CONFLICT OF INTEREST STATEMENT

The authors declare that they have no known competing financial interests or personal relationships that could have appeared to influence the work reported in this paper.

Biographies

Patricia Zorrilla de la Fuente, MSc, MEng Telecommunication Engineer. Researcher at Instituto de Investigación Sanitaria Valdecilla (IDIVAL), PhD student in Industrial Engineering at Universidad de Cantabria.
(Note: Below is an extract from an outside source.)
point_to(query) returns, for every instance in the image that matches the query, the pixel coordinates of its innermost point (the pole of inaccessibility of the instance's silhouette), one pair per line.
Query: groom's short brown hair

Federico Castillo Suescún, PhD in Medicine, Surgeon at Hospital Universitario Marqués de Valdecilla, Researcher at Instituto de Investigación Sanitaria Valdecilla (IDIVAL).

José Luis Lázaro Martínez, PhD, Tenured Professor at Universidad Complutense de Madrid. Director of the Diabetic Foot Research Group at Instituto de Investigación Sanitaria Hospital Clínico San Carlos de Madrid (IdISSC).

Ramón Sancibrian Herrera, PhD in Industrial Engineering, Professor at Universidad de Cantabria.

Galo Peralta Fernández, PhD in Medicine, Managing Director at Instituto de Investigación Sanitaria Valdecilla (IDIVAL).

de la Fuente PZ, Suescún FC, Lázaro‐Martínez JL, Sancibrian Herrera R, Peralta Fernández G. New experimental model to evaluate the effect of negative pressure wound therapy and viscosity exudates in foam dressings using confocal microscopy. Int Wound J. 2024;21(7):e14964. doi: 10.1111/iwj.14964

DATA AVAILABILITY STATEMENT

Data sharing not applicable to this article as no datasets were generated or analysed during the current study.